Thread: Vacuum and inserts

Vacuum and inserts

From
Mark Wilden
Date:
My coworker and I are having an argument about whether it's necessary
to VACUUM an insert-only table.

My theory is that since there are no outdated nor deleted rows, VACUUM
doesn't do anything. I just loaded a TRUNCATEd table with no indexes
with 4 million records, indexed it, then ran VACUUM. There was nothing
to do. So I don't see VACUUM as necessary with an insert-only table
(not to be confused with ANALYZE, which clearly is necessary).

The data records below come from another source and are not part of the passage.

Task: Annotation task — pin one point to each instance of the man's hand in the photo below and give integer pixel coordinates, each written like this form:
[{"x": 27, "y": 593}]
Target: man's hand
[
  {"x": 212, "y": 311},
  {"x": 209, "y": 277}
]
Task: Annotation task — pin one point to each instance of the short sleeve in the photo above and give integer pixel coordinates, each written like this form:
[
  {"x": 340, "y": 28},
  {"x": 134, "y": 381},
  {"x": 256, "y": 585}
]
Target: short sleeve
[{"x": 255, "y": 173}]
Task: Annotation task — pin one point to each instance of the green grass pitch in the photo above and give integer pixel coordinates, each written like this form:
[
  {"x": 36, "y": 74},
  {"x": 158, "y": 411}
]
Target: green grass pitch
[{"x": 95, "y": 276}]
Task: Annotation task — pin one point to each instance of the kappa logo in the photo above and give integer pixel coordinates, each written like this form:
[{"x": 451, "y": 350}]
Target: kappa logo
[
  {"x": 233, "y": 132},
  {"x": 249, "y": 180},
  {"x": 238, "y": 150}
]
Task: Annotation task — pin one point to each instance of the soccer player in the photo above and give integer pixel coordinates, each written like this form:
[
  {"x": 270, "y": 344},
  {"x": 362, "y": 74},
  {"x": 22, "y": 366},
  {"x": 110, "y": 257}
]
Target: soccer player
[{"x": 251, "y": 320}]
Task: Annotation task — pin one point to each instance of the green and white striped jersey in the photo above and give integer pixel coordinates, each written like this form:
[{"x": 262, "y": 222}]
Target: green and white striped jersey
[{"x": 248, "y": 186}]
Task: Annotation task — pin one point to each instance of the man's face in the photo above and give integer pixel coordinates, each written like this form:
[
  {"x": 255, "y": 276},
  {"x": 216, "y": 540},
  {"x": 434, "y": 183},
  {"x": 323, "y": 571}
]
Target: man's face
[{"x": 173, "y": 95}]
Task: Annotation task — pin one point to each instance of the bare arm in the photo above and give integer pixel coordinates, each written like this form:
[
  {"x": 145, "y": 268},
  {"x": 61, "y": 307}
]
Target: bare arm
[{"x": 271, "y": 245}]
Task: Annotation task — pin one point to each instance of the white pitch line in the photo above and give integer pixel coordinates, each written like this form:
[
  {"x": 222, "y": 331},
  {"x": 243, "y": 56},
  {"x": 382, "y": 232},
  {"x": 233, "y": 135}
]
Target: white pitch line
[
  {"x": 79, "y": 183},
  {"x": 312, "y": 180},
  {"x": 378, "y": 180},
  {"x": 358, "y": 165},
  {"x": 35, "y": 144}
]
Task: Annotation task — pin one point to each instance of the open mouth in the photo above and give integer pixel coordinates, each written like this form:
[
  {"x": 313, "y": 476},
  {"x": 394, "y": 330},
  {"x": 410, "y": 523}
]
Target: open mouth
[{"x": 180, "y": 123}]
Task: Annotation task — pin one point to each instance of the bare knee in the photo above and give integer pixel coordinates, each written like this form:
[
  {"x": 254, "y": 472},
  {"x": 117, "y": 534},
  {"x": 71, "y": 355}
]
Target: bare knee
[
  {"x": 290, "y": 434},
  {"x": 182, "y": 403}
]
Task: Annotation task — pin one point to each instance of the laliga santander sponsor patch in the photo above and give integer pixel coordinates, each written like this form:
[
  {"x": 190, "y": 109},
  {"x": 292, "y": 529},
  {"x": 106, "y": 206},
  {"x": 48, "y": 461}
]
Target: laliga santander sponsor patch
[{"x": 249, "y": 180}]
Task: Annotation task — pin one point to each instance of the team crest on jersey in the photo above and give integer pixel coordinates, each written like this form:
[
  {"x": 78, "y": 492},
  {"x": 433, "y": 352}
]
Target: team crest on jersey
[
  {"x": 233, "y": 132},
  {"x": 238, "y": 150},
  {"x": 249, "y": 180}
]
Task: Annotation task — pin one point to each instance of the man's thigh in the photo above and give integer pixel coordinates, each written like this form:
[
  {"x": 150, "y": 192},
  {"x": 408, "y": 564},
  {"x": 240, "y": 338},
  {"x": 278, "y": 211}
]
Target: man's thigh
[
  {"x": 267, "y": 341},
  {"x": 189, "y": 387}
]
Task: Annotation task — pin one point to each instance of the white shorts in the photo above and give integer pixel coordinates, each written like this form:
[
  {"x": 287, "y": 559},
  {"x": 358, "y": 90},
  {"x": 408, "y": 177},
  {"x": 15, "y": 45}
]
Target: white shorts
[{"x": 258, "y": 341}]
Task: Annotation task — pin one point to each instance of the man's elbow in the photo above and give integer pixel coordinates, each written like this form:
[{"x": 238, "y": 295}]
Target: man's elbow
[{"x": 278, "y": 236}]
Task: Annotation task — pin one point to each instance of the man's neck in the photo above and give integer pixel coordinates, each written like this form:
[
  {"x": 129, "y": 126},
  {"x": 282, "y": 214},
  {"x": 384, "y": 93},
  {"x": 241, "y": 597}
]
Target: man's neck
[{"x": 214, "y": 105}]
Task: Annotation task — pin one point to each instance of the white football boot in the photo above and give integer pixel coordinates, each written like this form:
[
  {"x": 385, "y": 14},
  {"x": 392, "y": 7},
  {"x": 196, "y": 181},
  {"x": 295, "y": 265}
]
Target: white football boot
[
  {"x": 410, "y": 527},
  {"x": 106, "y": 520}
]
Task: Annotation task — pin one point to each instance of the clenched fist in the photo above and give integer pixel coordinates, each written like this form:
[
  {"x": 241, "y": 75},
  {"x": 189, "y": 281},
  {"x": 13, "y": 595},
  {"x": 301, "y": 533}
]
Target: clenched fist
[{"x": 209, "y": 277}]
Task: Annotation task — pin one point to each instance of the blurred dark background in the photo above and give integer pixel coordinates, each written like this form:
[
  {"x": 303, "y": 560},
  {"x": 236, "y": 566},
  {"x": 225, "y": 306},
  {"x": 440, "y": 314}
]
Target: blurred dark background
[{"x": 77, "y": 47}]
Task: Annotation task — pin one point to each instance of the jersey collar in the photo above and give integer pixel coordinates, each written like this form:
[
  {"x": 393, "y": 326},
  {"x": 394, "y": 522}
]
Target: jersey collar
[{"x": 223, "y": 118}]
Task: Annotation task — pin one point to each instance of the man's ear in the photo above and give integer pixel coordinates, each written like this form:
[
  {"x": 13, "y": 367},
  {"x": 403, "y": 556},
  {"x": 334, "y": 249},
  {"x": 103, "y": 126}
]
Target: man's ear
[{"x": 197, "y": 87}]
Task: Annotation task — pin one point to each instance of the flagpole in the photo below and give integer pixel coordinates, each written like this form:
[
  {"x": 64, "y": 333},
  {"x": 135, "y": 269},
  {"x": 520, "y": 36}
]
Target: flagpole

My coworker is mainly going from the article at
http://wiki.postgresql.org/wiki/Introduction_to_VACUUM,_ANALYZE,_EXPLAIN,_and_COUNT
. In particular, the author says

"Consider this scenario: a row is inserted into a table that has a
couple indexes, and that transaction commits. Several updates happen
on that row. Each update will create a new row in all indexes, even if
the index key didn't change. And each update will also leave an old
version of the row in the base table, one that has been updated to
point to the location of the new version of the row that replaces it.
"

I don't get this at all. He starts by talking about inserts, but then
talks only about updates (and VACUUM is clearly needed when rows are
updated or deleted).

Can someone disambiguate?

adthanksvance

///ark

Re: Vacuum and inserts

From
Michael Fuhr
Date:
On Wed, Jun 18, 2008 at 12:29:46PM -0700, Mark Wilden wrote:
> My coworker and I are having an argument about whether it's necessary
> to VACUUM an insert-only table.
>
> My theory is that since there are no outdated nor deleted rows, VACUUM
> doesn't do anything.

Rolled back transactions on an insert-only table can leave behind
dead rows.  Also, even if the table never has dead rows you still
have to vacuum periodically to prevent transaction ID wraparound.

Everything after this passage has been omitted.